[Biojava-l] Fasta search parsing design

Keith James kdj@sanger.ac.uk
05 Dec 2000 12:39:02 +0000


Hi,

For now I'm going with the direct conversion of Fasta -m 10 search
output to biojava.bio.search objects as I want to keep it simple. So
far I've put together a FastaSearchParser which recognises various
elements from the search output and a FastaSearchProcessor (which
implements SearchParseListener) to respond to the parser by doing
'stuff'.

There's a few issues about representing the data as biojava.bio.search
result, hit and subhit objects if I use the interfaces there already.


Interface SeqSimilaritySearchResult

getSequenceDB() - there probably won't be a sensible SequenceDB object
if the search has been done externally.
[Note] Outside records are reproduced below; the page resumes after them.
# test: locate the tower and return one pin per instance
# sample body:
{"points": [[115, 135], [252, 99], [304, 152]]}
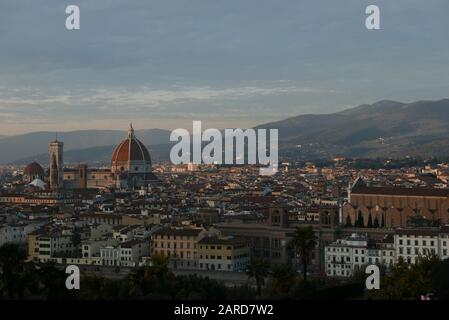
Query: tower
{"points": [[56, 165]]}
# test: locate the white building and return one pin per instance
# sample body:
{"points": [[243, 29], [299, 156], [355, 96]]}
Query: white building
{"points": [[412, 243], [110, 255], [345, 256]]}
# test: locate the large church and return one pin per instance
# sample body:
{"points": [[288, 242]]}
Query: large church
{"points": [[130, 168]]}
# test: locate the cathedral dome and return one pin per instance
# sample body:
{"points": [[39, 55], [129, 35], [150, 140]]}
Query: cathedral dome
{"points": [[131, 155], [33, 169]]}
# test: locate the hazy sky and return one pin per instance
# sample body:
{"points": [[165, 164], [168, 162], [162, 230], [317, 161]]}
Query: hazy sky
{"points": [[230, 63]]}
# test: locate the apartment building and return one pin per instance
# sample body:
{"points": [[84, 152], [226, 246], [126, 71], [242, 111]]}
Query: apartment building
{"points": [[179, 244], [16, 233], [345, 256], [412, 243], [223, 254]]}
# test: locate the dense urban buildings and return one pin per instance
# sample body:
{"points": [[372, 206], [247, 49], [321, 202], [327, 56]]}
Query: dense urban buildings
{"points": [[218, 218]]}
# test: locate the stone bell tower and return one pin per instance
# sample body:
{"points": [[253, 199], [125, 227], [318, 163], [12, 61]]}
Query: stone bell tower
{"points": [[56, 165]]}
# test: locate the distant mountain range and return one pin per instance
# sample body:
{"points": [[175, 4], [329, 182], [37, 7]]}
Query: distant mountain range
{"points": [[383, 129]]}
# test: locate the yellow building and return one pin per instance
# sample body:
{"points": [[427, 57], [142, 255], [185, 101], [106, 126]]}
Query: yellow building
{"points": [[180, 245]]}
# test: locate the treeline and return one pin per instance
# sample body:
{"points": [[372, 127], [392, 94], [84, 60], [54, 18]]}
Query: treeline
{"points": [[28, 280]]}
It could return null instead?
(the interface docs discourage this)

getSearcher() - again the interface docs discourage returning
null. Returning a Searcher could be okay if its getSearchableDBs()
returns an empty set, indicating that you can't actually run a search
because the database is external. Maybe omit the Searcher entirely and
allow getSearcher() to return null?


Interface SeqSimilaritySearchHit

getSubHits() - Fasta hits don't have subhits as such. However, you
could view them as a case where they are a hit which only ever
contains one subhit.

Fasta search output also contains extra information (several scores,
positions of the presented alignment in the query and subject
sequences, percent identity). I was thinking of maybe a sub-interface
to specify extra methods. Incidentally, we find % id useful, but if
the alignment is retained you then have the same information in two
places (via a calculation), which is a bad thing I guess.

Also, not having written any Java before, I don't know what memory use
will be like for storing big lists of hits. I've seen Perl hoover up
rather a lot of memory dealing with unfiltered Blast output.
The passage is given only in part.